In Syrau sind die Seifenkistenfahrer gefragt

Höhlenfest Jüngster Teilnehmer aus Syrau geht an den Start

Syrau. 

Syrau. "Wo gibt es denn heute noch ein Seifenkisten-Rennen?" Das rief Pfarrer Michael Kreßler in die Menge. "In Syrau natürlich." In witziger Manier moderierte der Syrauer Pfarrer das Rennen der originellen Fahruntersätze beim Höhlenfest. Gleichfalls appellierte Kreßler, dass die Väter oder Opas mit dem Nachwuchs doch ein gemeinsames Projekt planen sollten und eine originelle Seifenkiste bauen könnten. Damit das Starterfeld wieder größer wird.
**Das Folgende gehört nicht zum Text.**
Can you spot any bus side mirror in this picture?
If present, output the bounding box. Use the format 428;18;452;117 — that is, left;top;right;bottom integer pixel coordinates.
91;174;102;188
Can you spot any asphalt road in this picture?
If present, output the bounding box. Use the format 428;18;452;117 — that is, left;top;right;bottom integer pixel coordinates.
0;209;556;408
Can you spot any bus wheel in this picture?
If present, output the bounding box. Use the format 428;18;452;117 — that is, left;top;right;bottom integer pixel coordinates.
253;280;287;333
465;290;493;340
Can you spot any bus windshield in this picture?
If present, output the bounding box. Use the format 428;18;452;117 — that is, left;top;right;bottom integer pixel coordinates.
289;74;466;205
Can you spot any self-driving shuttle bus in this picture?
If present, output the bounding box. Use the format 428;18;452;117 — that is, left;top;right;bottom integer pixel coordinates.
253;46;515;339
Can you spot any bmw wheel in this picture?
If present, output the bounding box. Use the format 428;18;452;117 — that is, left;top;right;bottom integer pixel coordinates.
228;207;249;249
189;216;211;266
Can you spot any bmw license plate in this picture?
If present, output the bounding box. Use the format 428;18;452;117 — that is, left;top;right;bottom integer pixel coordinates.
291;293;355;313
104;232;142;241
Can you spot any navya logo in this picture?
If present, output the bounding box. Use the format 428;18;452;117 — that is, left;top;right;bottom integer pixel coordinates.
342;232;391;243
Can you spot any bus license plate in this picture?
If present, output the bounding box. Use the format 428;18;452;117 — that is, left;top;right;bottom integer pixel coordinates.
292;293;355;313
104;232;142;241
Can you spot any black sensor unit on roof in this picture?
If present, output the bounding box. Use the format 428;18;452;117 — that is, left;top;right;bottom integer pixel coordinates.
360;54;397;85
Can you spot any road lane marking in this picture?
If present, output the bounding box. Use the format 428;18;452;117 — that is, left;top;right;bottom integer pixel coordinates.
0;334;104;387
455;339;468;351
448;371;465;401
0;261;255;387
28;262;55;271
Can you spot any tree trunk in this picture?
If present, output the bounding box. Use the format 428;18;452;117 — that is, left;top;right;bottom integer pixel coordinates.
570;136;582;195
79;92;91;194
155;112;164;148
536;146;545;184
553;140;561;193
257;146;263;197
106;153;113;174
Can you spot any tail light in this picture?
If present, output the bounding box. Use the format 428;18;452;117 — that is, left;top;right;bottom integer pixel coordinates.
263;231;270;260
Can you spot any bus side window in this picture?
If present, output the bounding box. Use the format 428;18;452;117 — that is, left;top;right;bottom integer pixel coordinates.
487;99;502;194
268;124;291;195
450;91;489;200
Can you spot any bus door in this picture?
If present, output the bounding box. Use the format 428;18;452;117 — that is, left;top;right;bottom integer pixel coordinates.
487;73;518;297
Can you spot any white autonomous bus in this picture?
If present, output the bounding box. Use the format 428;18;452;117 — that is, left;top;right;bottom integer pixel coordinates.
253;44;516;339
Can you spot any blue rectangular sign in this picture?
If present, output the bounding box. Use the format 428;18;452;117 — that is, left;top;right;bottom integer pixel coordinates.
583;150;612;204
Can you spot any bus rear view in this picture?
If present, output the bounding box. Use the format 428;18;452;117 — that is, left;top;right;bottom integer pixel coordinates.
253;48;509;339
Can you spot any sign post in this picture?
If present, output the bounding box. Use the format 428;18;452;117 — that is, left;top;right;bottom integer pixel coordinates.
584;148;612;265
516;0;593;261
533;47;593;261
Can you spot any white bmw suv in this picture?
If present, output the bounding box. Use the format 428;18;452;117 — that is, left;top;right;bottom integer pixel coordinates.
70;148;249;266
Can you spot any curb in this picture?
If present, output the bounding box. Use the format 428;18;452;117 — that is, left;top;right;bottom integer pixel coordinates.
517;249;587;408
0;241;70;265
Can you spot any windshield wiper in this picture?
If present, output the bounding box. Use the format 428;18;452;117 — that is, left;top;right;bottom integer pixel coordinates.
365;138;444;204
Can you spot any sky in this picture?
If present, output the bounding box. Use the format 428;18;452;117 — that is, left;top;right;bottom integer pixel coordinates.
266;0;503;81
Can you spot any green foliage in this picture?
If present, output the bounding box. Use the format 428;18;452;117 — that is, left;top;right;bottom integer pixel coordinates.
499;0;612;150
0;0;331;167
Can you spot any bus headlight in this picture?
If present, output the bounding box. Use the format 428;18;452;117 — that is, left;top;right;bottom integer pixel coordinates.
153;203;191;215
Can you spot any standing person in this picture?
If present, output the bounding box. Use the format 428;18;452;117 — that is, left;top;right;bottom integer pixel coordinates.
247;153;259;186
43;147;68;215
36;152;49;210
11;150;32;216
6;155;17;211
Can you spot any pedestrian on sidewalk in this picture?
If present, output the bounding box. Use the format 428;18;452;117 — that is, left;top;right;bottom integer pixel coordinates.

Jüngster Fahrer aller Zeiten an Startlinie

Dennoch erlebte das 23. Seifenkistenrennen in Syrau eine Premiere. Und zwar mit Otto Fröhlich, einem Steppke aus Fröbersgrün, der mit Bruder Franz und seinem Papa vor Ort war. "Er ist der jüngste Seifenkistenfahrer aller Zeiten in Syrau", so Pfarrer Kreßler. Und: Der Fröbersgrüner schien den anderen sogar noch etwas vorzumachen, denn beim Probelauf holte er die beste Zeit.

Der Ehrgeiz war geweckt

Das schien indes den Ehrgeiz der drei Konkurrenten anzustacheln. So etwa bei Anton Härtl aus Jößnitz, der mit seinem blauen Geschoss den Syrauer Berg hinuntersauste. Jonas Drechsler von der Syrauer Jugendfeuerwehr startete mit einem orangefarbenen Fahrgestell. Besonders aber Vorjahresssieger Franz Fröhlich, der große Bruder von Klein Otto, gab beim Punktelauf mit seinem Fröbersgrüner Flitzer noch mal alles und holte erneut den Sieg.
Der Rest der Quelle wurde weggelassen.